A MAJOR holiday destination in Spain is set to begin charging tourists to see some of its most popular sites.

The news comes after a series of anti-tourism protests across the country in recent months, with more planned this summer.

According to the Mirror, Tenerife will begin applying the extra fees to tourists from January 1 next year.

The report says that the Canary Island’s city council confirmed the date on Friday, after holding a meeting on the issue in the wake of the 60,000-strong demonstration last weekend.

READ MORE: EXCLUSIVE: What’s REALLY behind the anti-tourism protests? Locals give their verdict


The price of the levy, described as a form of ‘eco-tax’, has not yet been decided, but will apply to the island’s most protected sites.

These will include the Mount Teide volcano, multiple rural parks and historic pueblos such as Masca.

It comes after a British expat insisted the anti-tourism protests in Spain are not against individuals but rather the ‘excessive’ nature of the industry itself.

Brian Harrison has lived on Tenerife for more than 20 years and joined last week’s 60,000-strong demonstration.

The movement is calling for stricter controls on visitor numbers, an eco-tax and regulations on holiday apartments.

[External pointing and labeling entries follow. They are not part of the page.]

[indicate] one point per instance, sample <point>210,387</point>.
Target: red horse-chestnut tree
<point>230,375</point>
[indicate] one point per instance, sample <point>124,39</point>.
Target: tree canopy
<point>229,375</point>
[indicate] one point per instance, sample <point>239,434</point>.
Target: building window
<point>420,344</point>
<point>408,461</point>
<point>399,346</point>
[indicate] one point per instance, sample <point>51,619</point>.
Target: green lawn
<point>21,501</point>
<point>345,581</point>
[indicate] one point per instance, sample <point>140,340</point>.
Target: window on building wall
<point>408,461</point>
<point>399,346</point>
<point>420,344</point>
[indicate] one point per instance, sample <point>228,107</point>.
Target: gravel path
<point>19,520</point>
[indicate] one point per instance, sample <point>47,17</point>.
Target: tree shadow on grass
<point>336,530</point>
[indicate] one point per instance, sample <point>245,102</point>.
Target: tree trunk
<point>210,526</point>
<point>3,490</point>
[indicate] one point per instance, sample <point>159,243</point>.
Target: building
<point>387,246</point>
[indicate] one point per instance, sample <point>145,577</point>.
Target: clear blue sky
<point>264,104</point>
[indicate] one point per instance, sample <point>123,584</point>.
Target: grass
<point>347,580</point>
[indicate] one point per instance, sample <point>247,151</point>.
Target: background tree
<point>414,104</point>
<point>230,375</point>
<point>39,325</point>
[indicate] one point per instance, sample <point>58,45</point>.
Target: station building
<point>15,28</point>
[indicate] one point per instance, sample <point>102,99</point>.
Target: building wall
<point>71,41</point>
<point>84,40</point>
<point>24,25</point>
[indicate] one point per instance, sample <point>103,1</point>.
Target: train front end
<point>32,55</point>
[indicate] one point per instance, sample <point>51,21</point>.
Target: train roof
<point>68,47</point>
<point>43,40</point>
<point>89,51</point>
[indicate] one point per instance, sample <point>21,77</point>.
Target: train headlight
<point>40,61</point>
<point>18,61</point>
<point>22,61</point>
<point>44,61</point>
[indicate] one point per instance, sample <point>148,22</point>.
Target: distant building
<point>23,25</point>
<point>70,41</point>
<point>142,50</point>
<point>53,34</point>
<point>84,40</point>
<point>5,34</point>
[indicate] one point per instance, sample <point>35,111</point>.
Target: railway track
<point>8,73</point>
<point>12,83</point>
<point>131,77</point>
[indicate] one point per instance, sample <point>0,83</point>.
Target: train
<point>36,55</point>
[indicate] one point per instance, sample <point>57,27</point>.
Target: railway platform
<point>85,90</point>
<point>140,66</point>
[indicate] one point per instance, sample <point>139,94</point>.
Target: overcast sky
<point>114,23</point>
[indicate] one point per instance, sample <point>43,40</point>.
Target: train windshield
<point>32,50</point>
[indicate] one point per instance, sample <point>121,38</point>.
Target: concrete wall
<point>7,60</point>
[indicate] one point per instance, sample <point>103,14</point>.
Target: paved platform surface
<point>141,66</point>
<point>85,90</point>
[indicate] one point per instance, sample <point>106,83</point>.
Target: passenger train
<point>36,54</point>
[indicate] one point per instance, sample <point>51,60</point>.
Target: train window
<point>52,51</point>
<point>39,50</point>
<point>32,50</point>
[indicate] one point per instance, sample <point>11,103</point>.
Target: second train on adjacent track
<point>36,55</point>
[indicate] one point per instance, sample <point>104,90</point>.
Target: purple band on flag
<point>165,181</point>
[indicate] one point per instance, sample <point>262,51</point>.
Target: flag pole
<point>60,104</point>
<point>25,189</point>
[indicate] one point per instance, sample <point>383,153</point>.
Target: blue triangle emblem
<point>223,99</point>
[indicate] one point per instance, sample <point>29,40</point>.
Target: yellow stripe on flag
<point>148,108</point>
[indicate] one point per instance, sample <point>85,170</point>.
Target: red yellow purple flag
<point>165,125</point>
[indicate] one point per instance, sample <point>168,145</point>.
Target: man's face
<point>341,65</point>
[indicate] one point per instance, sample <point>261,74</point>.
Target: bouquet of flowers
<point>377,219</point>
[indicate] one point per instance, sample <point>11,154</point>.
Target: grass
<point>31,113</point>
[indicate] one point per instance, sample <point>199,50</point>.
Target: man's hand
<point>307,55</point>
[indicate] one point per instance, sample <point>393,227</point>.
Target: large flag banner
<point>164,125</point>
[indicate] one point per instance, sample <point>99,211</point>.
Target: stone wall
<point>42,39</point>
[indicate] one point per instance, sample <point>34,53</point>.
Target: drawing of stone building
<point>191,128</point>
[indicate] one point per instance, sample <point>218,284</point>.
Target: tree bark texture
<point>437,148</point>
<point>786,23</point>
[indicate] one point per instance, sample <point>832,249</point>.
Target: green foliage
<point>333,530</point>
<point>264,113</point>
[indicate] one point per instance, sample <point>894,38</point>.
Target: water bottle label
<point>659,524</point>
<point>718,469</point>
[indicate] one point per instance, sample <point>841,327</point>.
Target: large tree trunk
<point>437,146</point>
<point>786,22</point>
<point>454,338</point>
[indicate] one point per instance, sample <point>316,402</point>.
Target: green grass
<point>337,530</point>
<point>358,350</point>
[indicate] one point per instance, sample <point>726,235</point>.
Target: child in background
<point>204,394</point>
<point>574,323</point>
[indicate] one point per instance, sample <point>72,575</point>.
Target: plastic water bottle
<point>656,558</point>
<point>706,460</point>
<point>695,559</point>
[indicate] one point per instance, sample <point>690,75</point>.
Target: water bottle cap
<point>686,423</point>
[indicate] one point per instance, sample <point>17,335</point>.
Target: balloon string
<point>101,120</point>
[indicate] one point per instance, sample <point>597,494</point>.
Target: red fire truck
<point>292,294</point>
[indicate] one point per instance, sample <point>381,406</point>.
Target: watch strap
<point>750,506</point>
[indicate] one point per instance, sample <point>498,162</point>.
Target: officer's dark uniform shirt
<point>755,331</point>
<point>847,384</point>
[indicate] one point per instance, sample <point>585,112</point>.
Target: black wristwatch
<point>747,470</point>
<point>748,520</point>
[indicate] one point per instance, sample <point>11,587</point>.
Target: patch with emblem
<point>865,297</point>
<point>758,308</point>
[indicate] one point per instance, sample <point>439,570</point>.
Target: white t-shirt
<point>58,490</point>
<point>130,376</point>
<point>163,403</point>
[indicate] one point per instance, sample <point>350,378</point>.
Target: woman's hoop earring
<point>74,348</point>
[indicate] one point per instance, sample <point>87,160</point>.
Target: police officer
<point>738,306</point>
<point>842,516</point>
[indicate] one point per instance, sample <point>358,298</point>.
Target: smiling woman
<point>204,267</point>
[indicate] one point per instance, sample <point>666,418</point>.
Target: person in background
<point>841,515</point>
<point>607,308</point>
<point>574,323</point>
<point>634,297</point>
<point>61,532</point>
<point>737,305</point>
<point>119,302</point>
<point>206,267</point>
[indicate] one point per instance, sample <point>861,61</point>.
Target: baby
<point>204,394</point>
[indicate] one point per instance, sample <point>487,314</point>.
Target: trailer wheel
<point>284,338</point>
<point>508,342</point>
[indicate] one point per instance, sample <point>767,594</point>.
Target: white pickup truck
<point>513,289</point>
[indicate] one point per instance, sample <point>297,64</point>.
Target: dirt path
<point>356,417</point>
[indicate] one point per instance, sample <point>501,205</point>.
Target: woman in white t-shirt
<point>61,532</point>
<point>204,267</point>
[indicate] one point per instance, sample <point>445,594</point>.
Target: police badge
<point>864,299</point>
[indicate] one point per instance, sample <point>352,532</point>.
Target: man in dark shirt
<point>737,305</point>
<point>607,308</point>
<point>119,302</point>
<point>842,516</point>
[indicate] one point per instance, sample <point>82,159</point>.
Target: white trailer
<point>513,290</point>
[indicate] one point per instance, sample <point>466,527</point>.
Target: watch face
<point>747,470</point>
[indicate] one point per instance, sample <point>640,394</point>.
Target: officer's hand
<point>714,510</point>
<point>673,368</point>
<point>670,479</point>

British expat Brian Harrison on Good Morning Britain

Speaking to Good Morning Britain, Brian said: “It’s not a beef with the people coming here, it’s the sheer amounts of people.

“When I arrived to the island in 1991, there were maybe two million tourists per year, now this number has gone up to almost six million.

“For an island with limited space it is unsustainable, that is the issue, not the people.”

He added: “Firstly, the graffiti is not as widesrpead as some UK media has claimed, it’s not everywhere, you have to go look for it.

“Tourists are always welcome here, there will be no hostility to any tourists, but action has to be taken.

“The government has had three decades to resolve this issue, and it’s been getting worse every year…

Protests against tourism in the Canary Islands
Last week’s protests against tourism in the Canary Islands (Credit: X (Twitter), Willy Veleta)

“This is a last resort, really, to get the government to take notice… they have to take action to limit tourism and to make tourism sustainable… it’s causing a lot of damage to the island and to the lives of the residents.”

When pressed on how essential tourism is for the economy, he said: “There’s no economic model that proves that limiting tourism and increasing the quality of tourism has a negative impact – on the contrary, a lot of destinations apply a tourist tax and there’s no negative impact at all.”

When asked what protesters wanted, he explained: “To stop the construction of tourist developments, especially in protected areas… limit the holiday letting which is uncontrolled, causing a huge housing crisis… and applying a tourist tax to create a revenue income to restore damaged parts of the island.”